| Apr 29, 2022

More People Spending More Time in Front of More Screens: The Case for an Update to Our Daily Eye Care

If you're not proactively taking care of your eyes, now is the time to start!

With the average American spending over 7 hours looking at a screen each day, cases of dry and irritated eyes are becoming more common. More people are spending more hours overstraining their eye muscles and risking complications that can cost them their vision. While the science around blue light damage is still developing, if nothing else, we’re wearing our eyes to the bone — or socket — in a way the human body has never experienced before. 

An estimated 14 million Americans are already visually impaired, but whenever I ask people, “What good things do you do for your eyes?” most can’t answer the question. They don’t even know there’s anything good they can do. With so much screen time only bound to increase for more people, and known and unknown health effects on our eyes already causing concern, it’s time we found a better answer to that question and learned to do some good things for our eyes.  

What We Know

Although the rising screen time phenomenon is new and still being studied, we can speak confidently about some things happening to our eyes. Anyone who has sat staring at a screen all day has likely felt dry, irritated, and fatigued eyes – a confirmed side effect of extended screen time. Science had already made this link long before COVID-19, but researchers now expect cases to rise exponentially along with device use. They found dry eyes could be painful, and people suffering them experience higher rates of depression and even suicide. But they also found less screen time automatically helped reverse the symptoms and more time outside indicated signs of protection against it.

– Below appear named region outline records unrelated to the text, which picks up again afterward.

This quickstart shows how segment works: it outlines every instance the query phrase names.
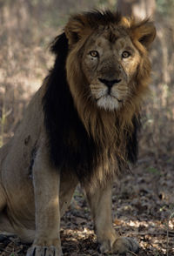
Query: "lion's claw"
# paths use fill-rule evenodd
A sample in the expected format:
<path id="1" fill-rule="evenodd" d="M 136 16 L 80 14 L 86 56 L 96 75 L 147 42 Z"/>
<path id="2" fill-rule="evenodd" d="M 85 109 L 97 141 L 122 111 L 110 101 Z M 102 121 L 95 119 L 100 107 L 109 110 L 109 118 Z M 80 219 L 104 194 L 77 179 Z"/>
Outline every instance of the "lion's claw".
<path id="1" fill-rule="evenodd" d="M 55 246 L 31 246 L 26 256 L 61 256 L 62 253 Z"/>

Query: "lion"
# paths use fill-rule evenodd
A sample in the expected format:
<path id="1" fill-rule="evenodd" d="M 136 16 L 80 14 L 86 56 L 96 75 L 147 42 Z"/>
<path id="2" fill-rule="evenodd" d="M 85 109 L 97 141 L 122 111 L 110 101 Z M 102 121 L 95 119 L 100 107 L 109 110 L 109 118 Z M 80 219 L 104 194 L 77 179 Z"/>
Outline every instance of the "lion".
<path id="1" fill-rule="evenodd" d="M 137 159 L 155 35 L 148 19 L 95 10 L 51 44 L 54 66 L 0 149 L 0 230 L 32 243 L 27 256 L 62 255 L 60 219 L 78 183 L 101 253 L 138 251 L 113 227 L 111 188 Z"/>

While it may take more time for unknown effects to surface, we know that blue light can disrupt sleep and disturb the circadian rhythm — all bad news for work performance and health. Poor sleep can result in daytime fatigue, moodiness, impaired memory, and alertness; in the long-term, it can cause depression, poor immune function, and an increased risk for chronic illness. To prevent this disruption, we can avoid using our devices in the hours before bed, or if necessary, use them in night mode or while wearing blue-light blocking glasses, and still reap the benefits of a good night’s sleep.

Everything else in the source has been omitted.